Tuesday, August 22, 2006

Vermont Journal 1

I spent the week of August 12 - 19 in a little cabin on Symes Pond, a few miles outside of the tiny towns of Ryegate and Barnet in northern Vermont. I was there with four friends from college. It was a marvelous week-- relaxing and rejuvenating. I scribbled away in my casual, haphazard journal, here recorded for some sort of posterity.

Vermont Journal 1

It's really beautiful here. It's the kind of beauty that's shared with the Wisconsin Northwoods and the North Carolina Applachians-- the tall, gentle hills framing still lakes, deep woods with that wonderful smell of earth and greenness, and the flowers my mother taught me to name when I was a child.

Yesterday, we canoed down the little water passage from our pond, and intrepidly forded a beaver dam to make it into Upper Symes Pond, where A and I floated for a while in the sun. There's something just right about the pace of canoeing. It's like walking on water-- you get where you need to go soon enough, but with plenty of time to appreciate everything you pass.

I can't decide if I want to take pictures here or not. I want to remember how this place looked and felt when I'm back in Washington. But any photo I take will condense the view--perhaps too much, diminishing the memory of the quiet, peaceful expanses.

I want to remember how it feels to walk six miles down and back up the road toward the town, feeling the narrow gravel path change to one and then two lane sandy tracks, changing to pavement only just before you hit the highway. Passing five or six houses in total, two ferociously loyal and vigilant dogs, a couple of small ponds ringed with cattails and choked with waterlilies, woods on both sides of the road, except where a field or lawn has been carved out. And always the tall hills.

The breeze at every turn like a blessing on my face and shoulders. Hearing only my feet, my breath and the birds. Noting the ways my thoughts changed and changed back-- from where I ought to be going to how it felt to be walking to noticing the various flowers and trees to trying to think about what I thought I should consider (future plans, place in the world, God), only to think about whatever came to mind (work, men, spinning out possible futures, remembering poems).
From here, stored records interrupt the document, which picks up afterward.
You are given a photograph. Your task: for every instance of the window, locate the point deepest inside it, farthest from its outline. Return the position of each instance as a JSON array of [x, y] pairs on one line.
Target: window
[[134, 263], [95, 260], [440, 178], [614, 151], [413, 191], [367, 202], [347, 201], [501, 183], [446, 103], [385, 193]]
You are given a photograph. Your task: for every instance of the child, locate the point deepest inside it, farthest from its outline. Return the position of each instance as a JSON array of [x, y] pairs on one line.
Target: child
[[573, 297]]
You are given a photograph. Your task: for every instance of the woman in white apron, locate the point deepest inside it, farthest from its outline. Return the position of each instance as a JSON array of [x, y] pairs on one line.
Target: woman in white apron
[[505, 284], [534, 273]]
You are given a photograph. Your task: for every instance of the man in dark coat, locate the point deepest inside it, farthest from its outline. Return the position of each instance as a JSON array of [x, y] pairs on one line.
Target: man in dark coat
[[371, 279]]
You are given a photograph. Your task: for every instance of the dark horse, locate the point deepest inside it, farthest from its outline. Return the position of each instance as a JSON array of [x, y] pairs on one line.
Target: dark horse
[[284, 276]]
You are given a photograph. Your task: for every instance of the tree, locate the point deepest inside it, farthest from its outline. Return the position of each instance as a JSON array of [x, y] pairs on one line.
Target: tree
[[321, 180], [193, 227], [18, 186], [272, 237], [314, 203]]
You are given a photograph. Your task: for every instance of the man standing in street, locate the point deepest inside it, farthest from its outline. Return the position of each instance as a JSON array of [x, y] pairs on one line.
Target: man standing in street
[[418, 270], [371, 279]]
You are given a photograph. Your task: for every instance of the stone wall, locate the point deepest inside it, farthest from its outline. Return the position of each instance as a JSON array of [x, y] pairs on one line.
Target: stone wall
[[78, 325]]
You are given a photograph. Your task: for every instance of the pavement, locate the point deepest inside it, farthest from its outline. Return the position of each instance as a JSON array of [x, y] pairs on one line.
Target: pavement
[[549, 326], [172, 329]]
Realizing that walking was no longer a conscious effort-- my body was going entirely of its own accord. And then pushing up the steep hill, no time to think of anything but my breaths and putting one foot in front of the other. Turning at last toward the cabin and thinking only of the coffee and breakfast that were waiting.

1 Comments:

At 6:19 PM, Anonymous Anonymous said...

Hi Anna,
I loved reading your piece about staying at our cottage on Symes Pond.